Releases: We are what we repeatedly do

Published
2016-10-25 15:49
Written by

At the CiviCons and developer meetings this year, we've had several conversations about release strategy. The topic is a bit abstract -- touching on a web of interrelated issues of technology and scheduling and business-process. I've been searching for a way to explain this topic to people who don't eat and breathe code in CiviCRM's git repos -- an analysis which is a bit simpler and more transcendent.

The best analysis predates us by a few years -- Will Durant attributed the idea to Aristotle's Nicomachean Ethics, paraphrasing:

We are what we repeatedly do. Excellence, then, is not an act, but a habit.
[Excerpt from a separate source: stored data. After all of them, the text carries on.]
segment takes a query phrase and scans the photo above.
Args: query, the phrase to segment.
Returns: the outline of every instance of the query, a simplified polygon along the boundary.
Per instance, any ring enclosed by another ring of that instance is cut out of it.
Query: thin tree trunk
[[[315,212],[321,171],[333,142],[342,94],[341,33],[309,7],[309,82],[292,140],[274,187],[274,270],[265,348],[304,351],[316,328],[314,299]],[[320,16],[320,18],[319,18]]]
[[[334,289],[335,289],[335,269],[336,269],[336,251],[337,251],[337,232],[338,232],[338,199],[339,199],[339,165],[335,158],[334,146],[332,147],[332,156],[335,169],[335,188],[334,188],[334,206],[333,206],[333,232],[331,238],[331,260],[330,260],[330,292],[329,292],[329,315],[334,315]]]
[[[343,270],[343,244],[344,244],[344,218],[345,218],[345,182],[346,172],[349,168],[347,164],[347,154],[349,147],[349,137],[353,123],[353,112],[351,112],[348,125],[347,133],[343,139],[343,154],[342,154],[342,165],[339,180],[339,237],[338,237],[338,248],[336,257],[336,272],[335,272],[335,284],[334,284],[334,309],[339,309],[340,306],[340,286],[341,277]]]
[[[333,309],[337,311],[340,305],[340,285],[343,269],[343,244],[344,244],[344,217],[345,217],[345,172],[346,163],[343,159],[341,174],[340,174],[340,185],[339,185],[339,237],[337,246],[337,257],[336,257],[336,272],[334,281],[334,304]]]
All of us -- users, developers, administrators, core, contributors -- want excellence in CiviCRM. Does that mean we need one grand release to prove our excellence? No, excellence merely means that we review every patch thoughtfully. Excellence means that we have mastery over our use-cases, and that we affirmatively and repeatedly demonstrate the quality of all our systems. Excellence means that compatibility and usability are upfront requirements. Excellence means that every release is production-ready -- because our thinking and our tools and our processes and our values habitually make them so.

As examples, here are some of the habits which help make us excellent:

  • Study problems or codes before acting on them.
  • Read and comment on other people's work. This makes their work better -- and it makes you smarter.
  • Define clear tests (either manual or automated) -- regardless of whether you work on patches or extensions or deployments.
  • Do your testing before the release -- not after the release.
  • Prioritize your testing on the things which seem most important or most risky for you.
  • Treat compatibility and usability and migration as upfront requirements.
  • If something requires a break, then make a new space where the breakage is safe. If you absolutely must have breakage in a common space, then coordinate and communicate and schedule proactively.
  • Don't be surprised by mistakes. Instead, correct them.
  • Take care of yourself. Don't try to fix every problem at once -- focus on a few topics which you can manage well over time.

Leap by Extension. Iterate by Month. (LExIM)

Aristotle and Durant are well-and-good, but they offer high-minded ideals which leave room for a lot of interpretation. More concretely, we've been working on a rule of thumb. When planning an improvement for CiviCRM, a developer should ask a simple question: does this idea represent a major leap forward or an iterative improvement?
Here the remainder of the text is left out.